To gather people together for a music show or a birthday party is reckless and irresponsible behaviour because if only one person among them has been in contact with an infected person, then all the revellers are likely to contract it as well.

Countries all over the world are going into lockdown to try and contain the spread of the virus. Those countries that were lackadaisical and slow in their response to the threat posed by the virus will pay the price and no one is safe. We, therefore, cannot condone such irresponsible behaviour by our so-called celebrities and those who stand by them in risking the lives and well-being of other people.

Zimbabwe’s means to fight this disease are limited, but if we work together with the authorities and co-operate, we can conquer it.

We do appreciate that artistes such as dancehall chanter Killer T, rhumba musician Madiz, Terry Mbofana and comic dancer Apama need to make money through their art, but how is the money going to help them in the event that they contract COVID-19? Why risk the lives and health of thousands of their followers just to make a few pennies?

Artistes should actually be at the forefront of spreading the message of safety and protection given their extensive influence and the huge following they command. But it is unfortunate that some have chosen to defy orders that are meant to ensure that their health and that of their fans is safeguarded.

The continued holding of shows in this environment is a lack of wisdom because it puts the lives of people at risk. All efforts should be directed at minimising such risk. We encourage these artistes and their handlers to think through their decisions at a time many other countries have put their creative sectors on a “lockdown” to slow down the spread of the highly-infectious disease.

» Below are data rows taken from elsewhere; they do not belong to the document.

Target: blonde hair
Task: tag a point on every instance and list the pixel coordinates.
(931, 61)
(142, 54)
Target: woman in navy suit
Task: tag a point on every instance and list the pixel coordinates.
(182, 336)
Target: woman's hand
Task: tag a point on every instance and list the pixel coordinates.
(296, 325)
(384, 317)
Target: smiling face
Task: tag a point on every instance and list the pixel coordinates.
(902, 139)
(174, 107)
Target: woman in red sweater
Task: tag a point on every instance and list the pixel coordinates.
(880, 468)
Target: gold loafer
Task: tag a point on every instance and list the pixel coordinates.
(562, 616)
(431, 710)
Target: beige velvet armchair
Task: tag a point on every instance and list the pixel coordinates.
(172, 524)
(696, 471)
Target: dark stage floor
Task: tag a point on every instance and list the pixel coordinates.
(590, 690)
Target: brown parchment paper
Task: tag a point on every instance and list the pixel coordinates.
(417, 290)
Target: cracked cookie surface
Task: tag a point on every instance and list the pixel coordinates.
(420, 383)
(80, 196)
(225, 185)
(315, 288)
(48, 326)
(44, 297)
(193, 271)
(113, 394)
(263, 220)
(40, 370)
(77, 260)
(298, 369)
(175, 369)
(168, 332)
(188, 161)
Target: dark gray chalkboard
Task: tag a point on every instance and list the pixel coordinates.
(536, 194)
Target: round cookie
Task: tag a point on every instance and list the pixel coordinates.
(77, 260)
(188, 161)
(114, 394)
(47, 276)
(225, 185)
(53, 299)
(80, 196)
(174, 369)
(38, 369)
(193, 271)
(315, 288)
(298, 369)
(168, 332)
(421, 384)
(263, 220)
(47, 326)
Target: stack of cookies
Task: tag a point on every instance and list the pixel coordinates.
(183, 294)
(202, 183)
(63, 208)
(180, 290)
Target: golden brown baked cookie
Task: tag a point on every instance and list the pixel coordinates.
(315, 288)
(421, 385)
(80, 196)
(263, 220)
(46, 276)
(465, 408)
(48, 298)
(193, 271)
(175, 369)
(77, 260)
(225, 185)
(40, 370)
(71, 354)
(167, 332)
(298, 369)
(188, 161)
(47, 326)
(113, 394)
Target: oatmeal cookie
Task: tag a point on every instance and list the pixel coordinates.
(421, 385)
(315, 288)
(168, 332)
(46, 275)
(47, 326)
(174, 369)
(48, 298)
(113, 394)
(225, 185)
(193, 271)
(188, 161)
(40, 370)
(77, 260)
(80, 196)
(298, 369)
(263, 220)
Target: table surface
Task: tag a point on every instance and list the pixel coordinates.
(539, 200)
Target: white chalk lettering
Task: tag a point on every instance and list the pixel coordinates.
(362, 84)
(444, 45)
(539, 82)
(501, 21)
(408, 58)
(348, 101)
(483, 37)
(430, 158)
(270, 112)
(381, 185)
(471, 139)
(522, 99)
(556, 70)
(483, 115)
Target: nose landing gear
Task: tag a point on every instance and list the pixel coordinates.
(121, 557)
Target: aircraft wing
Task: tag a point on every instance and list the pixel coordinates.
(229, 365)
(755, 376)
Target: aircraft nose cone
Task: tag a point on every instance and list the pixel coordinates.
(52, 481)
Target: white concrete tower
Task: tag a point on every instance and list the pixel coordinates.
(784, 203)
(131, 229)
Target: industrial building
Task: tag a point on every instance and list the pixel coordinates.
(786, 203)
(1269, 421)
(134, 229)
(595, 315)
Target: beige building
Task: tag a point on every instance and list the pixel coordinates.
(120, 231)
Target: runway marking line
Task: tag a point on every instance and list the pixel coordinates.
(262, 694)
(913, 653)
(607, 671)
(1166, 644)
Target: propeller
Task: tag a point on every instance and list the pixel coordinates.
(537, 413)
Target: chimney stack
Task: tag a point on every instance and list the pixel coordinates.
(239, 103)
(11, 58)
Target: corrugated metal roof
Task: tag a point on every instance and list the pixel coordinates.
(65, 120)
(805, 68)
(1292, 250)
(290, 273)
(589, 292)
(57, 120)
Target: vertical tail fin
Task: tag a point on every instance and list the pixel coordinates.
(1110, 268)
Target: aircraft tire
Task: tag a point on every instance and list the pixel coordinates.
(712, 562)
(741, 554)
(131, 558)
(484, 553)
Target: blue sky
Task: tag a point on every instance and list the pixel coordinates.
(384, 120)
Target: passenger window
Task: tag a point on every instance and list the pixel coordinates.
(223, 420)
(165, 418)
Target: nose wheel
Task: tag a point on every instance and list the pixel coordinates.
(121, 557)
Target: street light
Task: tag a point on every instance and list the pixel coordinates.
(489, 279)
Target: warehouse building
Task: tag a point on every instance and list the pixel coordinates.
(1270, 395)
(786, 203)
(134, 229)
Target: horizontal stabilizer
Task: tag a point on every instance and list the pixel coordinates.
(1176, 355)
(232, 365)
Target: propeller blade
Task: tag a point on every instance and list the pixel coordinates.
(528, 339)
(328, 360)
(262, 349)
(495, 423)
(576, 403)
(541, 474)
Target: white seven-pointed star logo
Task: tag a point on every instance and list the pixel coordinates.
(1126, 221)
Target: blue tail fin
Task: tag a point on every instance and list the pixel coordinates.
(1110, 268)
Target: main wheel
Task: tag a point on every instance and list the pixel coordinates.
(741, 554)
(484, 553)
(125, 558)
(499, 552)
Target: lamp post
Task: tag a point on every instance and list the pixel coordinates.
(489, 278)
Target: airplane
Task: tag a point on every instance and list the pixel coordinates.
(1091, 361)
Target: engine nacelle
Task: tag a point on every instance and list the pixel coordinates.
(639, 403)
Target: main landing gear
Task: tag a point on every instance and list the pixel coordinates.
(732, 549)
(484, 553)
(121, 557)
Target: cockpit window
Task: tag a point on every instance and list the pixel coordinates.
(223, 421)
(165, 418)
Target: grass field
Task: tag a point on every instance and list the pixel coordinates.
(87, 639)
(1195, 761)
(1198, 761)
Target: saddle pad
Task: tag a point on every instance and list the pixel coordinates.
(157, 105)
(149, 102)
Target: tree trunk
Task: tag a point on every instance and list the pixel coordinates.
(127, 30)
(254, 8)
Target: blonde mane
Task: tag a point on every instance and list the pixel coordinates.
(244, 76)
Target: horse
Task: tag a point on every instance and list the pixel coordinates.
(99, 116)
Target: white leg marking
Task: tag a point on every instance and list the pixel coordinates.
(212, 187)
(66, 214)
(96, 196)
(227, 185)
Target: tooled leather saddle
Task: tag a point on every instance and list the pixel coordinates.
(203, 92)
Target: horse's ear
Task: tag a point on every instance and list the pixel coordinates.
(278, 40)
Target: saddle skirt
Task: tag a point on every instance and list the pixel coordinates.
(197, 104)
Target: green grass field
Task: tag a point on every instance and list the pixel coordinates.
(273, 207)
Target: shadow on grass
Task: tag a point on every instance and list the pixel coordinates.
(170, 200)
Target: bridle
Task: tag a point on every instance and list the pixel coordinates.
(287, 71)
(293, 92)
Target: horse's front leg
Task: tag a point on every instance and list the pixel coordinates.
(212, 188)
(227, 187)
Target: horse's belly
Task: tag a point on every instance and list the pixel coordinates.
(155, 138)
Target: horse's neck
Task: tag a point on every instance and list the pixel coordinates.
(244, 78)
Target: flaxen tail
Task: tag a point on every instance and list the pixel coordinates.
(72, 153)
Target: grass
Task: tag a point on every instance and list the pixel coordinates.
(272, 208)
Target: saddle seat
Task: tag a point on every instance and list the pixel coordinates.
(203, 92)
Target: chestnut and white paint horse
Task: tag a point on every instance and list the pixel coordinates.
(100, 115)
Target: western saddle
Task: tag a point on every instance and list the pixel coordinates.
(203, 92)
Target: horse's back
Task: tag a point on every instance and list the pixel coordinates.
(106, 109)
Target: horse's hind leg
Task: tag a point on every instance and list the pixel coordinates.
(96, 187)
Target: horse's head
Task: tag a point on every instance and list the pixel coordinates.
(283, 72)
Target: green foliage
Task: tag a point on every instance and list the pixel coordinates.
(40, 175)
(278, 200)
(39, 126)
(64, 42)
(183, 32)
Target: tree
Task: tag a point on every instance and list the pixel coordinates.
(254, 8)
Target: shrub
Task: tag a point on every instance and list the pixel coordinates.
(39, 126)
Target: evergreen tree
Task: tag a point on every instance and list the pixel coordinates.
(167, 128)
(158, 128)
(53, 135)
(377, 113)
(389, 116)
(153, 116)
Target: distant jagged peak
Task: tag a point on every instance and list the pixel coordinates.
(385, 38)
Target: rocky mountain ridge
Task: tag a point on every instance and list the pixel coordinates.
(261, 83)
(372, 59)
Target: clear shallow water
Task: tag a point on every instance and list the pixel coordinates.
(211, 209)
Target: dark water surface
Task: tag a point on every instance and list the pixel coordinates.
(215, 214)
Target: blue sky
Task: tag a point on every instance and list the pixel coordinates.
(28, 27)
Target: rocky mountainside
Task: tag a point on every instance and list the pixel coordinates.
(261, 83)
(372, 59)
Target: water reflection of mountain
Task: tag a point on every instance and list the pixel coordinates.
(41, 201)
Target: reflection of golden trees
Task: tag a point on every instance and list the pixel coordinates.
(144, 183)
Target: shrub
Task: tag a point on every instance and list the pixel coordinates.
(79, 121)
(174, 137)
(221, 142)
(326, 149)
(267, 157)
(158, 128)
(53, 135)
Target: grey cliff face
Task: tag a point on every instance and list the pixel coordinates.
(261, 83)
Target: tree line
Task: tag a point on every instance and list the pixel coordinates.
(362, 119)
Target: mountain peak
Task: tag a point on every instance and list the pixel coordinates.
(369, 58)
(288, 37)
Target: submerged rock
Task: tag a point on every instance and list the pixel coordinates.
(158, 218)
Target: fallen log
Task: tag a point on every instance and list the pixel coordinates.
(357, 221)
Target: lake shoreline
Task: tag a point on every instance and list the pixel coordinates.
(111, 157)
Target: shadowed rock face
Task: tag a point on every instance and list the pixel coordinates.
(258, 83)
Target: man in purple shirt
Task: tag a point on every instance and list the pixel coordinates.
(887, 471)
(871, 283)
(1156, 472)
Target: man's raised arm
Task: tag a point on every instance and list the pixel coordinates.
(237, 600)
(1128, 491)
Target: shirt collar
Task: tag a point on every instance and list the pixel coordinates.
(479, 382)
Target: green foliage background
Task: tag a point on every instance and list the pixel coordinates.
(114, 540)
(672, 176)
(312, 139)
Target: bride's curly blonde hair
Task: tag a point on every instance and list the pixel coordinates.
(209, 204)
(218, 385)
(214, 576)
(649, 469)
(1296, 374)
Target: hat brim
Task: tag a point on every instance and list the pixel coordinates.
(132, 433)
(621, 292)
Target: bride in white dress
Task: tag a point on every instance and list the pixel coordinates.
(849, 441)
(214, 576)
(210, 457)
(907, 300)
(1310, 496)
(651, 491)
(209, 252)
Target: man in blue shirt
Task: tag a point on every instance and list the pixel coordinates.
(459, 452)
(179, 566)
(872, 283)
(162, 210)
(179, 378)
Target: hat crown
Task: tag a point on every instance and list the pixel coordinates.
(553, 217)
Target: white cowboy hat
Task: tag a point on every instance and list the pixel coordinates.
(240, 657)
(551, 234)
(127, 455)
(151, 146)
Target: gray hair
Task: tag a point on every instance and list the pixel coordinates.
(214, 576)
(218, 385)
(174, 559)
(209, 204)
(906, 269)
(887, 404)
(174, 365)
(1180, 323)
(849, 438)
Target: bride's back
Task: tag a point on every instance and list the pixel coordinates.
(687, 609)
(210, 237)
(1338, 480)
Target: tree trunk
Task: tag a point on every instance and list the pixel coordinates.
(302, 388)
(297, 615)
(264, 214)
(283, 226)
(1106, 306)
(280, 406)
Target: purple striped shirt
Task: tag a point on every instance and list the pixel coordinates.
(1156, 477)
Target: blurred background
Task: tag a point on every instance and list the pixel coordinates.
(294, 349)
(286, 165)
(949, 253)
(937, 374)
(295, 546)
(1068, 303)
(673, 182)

These artistes should have taken a cue from their colleagues like sungura maestro Alick Macheso, Selmor Mtukudzi and Sulumani Chimbetu, who have cancelled their shows until further notice to help combat the spread of COVID-19. This is the way to go in the current environment as it minimises the spread of the disease.

Artistes have a privileged position in society which they should actually use to teach and inform others about the need to cut down on unnecessary travels, upgrading health habits, practising self-safety and self-restriction where necessary. To continue holding live shows in this environment will only put lives in danger, and we need to avoid that as much as possible. Zimbabwe still has a great chance to defeat this beast if we take the necessary radical and painful steps to protect citizens.